Why is eliminating the mandate a problem? Because when you require guaranteed issue but don’t require everyone to buy in, you create a death spiral:
That’s because healthy individuals would often choose to take their chances without coverage. If they got sick, they could buy a plan in the next enrollment season — and then drop it as soon as they received treatment. The likely result: Premiums would skyrocket and only the sickest Americans would remain insured.
So, you need a club to force people into the market (because markets, also freedom) that’s not the mandate. The current Republican candidate — which, again, doesn’t mean it’s Trump’s — is called “continuous coverage.” Price’s bill includes it:
Price’s Empowering Patients plan, like Obamacare, requires insurance plans to offer coverage to all patients regardless of how sick they are. But the Empowering Patients plan, unlike Obamacare, would let insurers charge sick people more if they did not maintain “continuous coverage.”
ObamaCare Facts gives the detail on how “continuous coverage” would work, as proposed by Price’s bill:
In simple terms, the “Continuous Coverage Exclusion” says “if you don’t have continuous coverage, you don’t have guaranteed issue coverage!”
More specifically, the “Continuous Coverage Exclusion”:
- Makes it so insurers can charge you more and exclude coverage preexisting conditions for up to 18 months upon entering a contract (an 18 month preexisting conditions exclusion period”, see page 150 of Price’s law for his version).
- … but only if you have a gap in coverage of more than 63 days before entering a new contract.
- Meanwhile, anyone who can’t get private coverage can buy into a high-cost sick-pool.
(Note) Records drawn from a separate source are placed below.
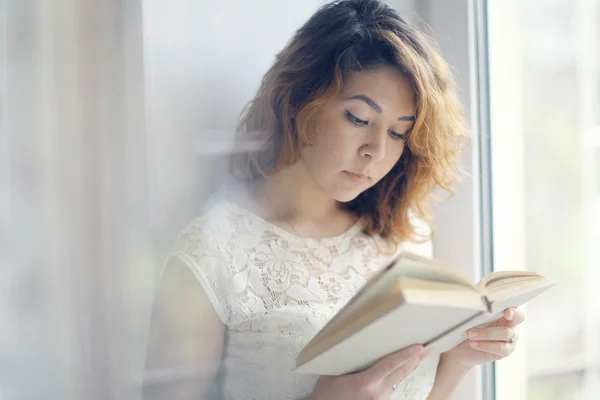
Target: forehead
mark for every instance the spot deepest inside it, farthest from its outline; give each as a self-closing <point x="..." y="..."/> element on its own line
<point x="385" y="85"/>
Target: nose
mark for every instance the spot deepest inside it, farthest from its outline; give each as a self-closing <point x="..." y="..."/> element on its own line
<point x="374" y="147"/>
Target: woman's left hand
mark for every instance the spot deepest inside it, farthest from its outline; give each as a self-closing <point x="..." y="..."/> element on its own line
<point x="490" y="343"/>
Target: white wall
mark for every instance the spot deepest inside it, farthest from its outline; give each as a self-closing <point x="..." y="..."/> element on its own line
<point x="204" y="62"/>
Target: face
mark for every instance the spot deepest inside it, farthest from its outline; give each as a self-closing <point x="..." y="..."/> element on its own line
<point x="359" y="135"/>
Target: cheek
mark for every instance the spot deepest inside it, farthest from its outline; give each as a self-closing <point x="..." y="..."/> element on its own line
<point x="332" y="145"/>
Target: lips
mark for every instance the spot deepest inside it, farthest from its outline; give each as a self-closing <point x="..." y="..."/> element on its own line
<point x="356" y="176"/>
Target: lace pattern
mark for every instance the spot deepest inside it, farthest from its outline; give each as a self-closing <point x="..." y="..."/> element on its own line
<point x="274" y="291"/>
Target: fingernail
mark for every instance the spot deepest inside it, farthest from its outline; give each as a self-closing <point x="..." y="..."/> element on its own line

So it turns out that TrumpCare creates second-class citizens, just as ObamaCare does, but using a different mechanism:
CONSIDER: If you forget to pay your bill because you changed your charge card, you can be priced out of coverage for life and have to pay a higher fee for life under this plan. You could also have a lapse in coverage if your insurance application or payment was lost by the bureaucracy. A person could get sick, forget to pay their bill, get dropped, then have to wait 18 months to get treated and die waiting under this plan. The only alternative would be a high-risk pool (an insurance pool for those with pre-existing conditions) which would likely charge very high rates and be state run. Thus, sick people would be forced into high priced government-run healthcare if they wanted to survive, while the rich and healthy would get to continue their plans at lower rates. Please note that “lower rates” are essentially the only benefit of excluding sick people in this way.
And do note that insurance companies have every incentive to game “continuous coverage” by “losing” your payment, sending correspondence to the wrong address, and so on. Given good enough IT, medical underwriting would creep right back in, just as it has under ObamaCare with narrow networks and pricing by zip.
I know it will never happen, but I’d love it if Trump decided to stick it to zombie-eyed granny starver Paul Ryan and smarmy liberal goodthinkers Pelosi and Schumer by lowering the age-limit for Medicare to zero by executive order. Why not? That flight of fancy aside, it’s good that covering pre-existing conditions is a bipartisan consensus — even if a universal benefit like simple, rugged, and proven Medicare for All is not. We’ll have to watch how badly the Republicans screw us, and how complicit the Democrat establishment decides to be.
 Times-Picayune: “My childhood home was destroyed by a tornado two days before Christmas in 2015. The insurance agent who brought my father a check told him that he’d been a great customer. Why? Because my parents had been paying for insurance since 1979 and hadn’t filed a claim until that tornado. On the other hand, when my house was destroyed by floodwaters in August 2005, I was quickly deemed a bad customer. I told my car insurance agent that I wanted to buy a renter’s policy from him, and he said he couldn’t sell me one. ‘You filed a claim after Katrina,’ he said.” So, like that.